The teeth, which once belonged to a Strigilodus tollesonae (Latin for "Tolleson's scraper tooth"), were found during a National Park Service research project coordinated by the NPS Paleontology Program and Mammoth Cave park officials. The species was named in honor of Mammoth Cave guide Kelli Tolleson, one of the people behind the discovery.
"The teeth of Strigilodus tollesonae were discovered within the St. Genevieve Formation rock layer at Mammoth Cave National Park," an NPS spokesperson told Newsweek. "This would place it as living approximately 340 to 320 million years ago."

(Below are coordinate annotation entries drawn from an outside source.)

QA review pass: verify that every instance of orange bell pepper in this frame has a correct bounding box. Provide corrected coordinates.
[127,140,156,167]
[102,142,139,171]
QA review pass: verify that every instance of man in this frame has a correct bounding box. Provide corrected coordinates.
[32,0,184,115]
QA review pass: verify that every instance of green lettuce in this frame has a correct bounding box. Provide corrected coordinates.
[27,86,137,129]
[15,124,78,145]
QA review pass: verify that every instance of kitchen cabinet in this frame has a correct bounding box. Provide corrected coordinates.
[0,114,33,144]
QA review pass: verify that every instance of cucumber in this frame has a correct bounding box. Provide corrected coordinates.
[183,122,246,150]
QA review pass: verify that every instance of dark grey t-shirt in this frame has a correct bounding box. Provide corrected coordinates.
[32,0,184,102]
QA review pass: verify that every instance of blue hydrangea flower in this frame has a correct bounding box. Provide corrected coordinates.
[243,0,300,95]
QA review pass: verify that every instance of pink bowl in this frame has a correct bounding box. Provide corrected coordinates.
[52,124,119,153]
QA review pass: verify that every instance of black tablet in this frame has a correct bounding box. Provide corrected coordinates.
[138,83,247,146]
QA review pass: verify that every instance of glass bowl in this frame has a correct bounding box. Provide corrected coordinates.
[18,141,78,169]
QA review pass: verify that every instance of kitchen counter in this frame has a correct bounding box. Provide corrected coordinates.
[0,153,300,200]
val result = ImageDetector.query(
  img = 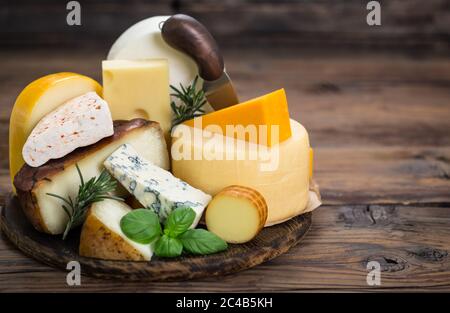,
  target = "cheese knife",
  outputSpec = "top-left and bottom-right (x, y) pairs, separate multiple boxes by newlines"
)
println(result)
(161, 14), (239, 110)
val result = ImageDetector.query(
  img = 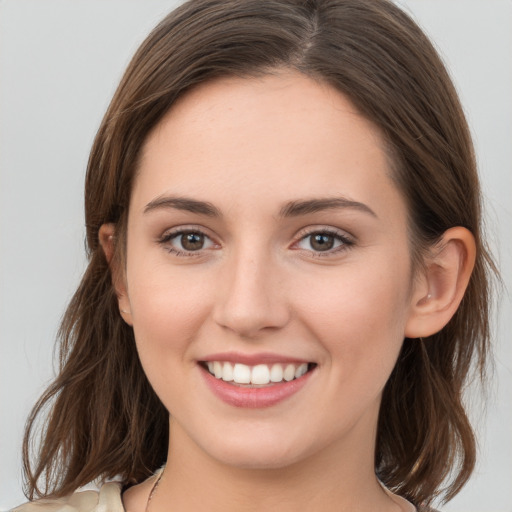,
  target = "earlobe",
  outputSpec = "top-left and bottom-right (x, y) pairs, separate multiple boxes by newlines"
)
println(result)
(98, 224), (115, 265)
(404, 227), (476, 338)
(98, 224), (133, 325)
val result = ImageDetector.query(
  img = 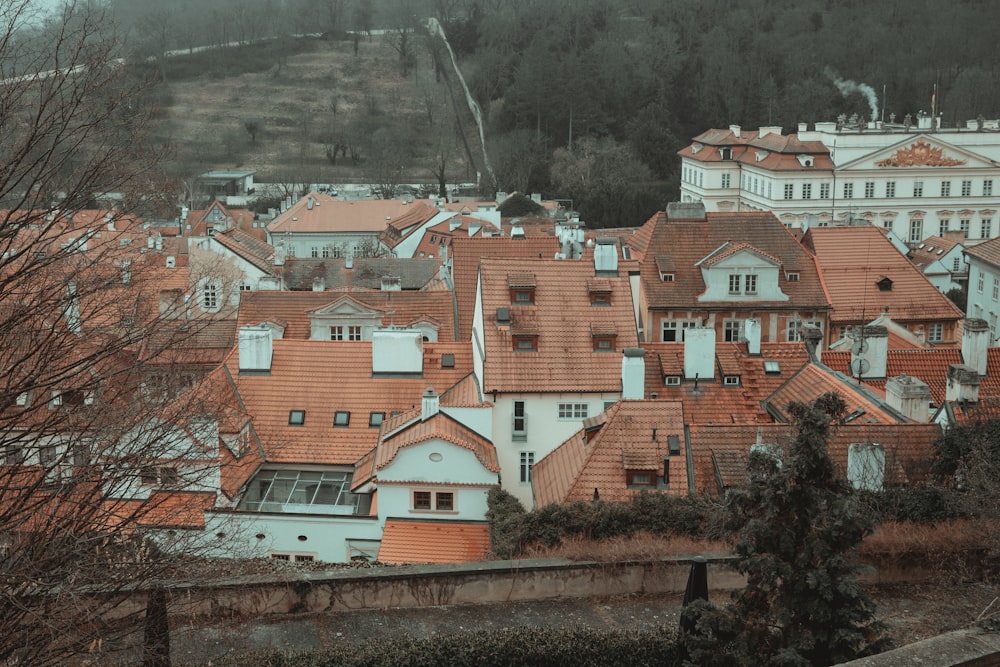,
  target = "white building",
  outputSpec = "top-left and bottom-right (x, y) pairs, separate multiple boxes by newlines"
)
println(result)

The Strigilodus tollesonae was part of a now-extinct group of cartilaginous marine fish called petalodonts, or "petal-toothed." Its spoon- or petal-shaped teeth were likely arranged in a fan-like structure, indicating that may have subsisted on snails, bivalves, soft-bodied worms, and smaller fish.
As far as paleontology research projects go, finding 300 million-year-old extinct shark teeth from a never-before-discovered species has to be up there in terms of the best possible results.
According to the researchers, the Strigilodus tollesonae is more closely related to the ratfish than to any modern shark species. Ratfish reside in the deep sea and cruise the seafloor for shrimp, clams, worms, seastar, and small fishes.
Although Kentucky is landlocked today, during the time of the Strigilodus tollesonae, it was covered by shallow tropical seas. During that period, the continents of North America, South America, Africa, and Europe all existed as one single continent called Pangea.
The findings were announced to the public on Oct. 11, which, fittingly, is National Fossil Day.